Another recent study tracks how a parasite that reproduces like crazy in the guts of cats is affecting wildlife in densely populated urban areas, near and downstream.
The study led by the University of British Columbia examined 45,000 cases of toxoplasmosis in wild mammals, using data from more than 200 global studies. Many species, including sea otters, seals, sea lions, dolphins, and beluga whales, are susceptible to infection with Toxoplasma gondii and can die from them.
A single cat can release up to 500 million parasite eggs (called sac eggs) within two weeks. Eggs can live for years in soil and water. The researchers found that wildlife living near dense urban areas were more susceptible to infection than other animals.
In a 2020 study investigating disease and other factors in stranded orca whales from the Pacific Northwest, researchers noted that the adult female orca they examined had both Toxoplasma and Sarcocystis, another land-borne parasite that typically occurs in Horses and opossums.

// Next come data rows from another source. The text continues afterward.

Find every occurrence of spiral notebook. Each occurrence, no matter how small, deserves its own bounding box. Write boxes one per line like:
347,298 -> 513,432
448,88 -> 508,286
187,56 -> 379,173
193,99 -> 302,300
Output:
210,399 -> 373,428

The association of the farm animal parasite and marine mammals of eastern Canada has also been confirmed with Neosporum caninum, the canine version of Toxoplasma, where cattle are an important mediating host for the spread of the microbe.
In addition, Cryptosporidium and Giardia, which are well studied in terrestrial ecosystems, have been found infesting otters and seals in rivers in Puget Sound, and seals and whales in eastern and northern Canada.
It is likely that the recent rains and floods have washed away many of the land-spreading parasites in the waterways of the region. How they will affect the vulnerable creatures living in the sea stream, and whether we will see these effects before sick and dying animals sink beneath the waves remains to be seen.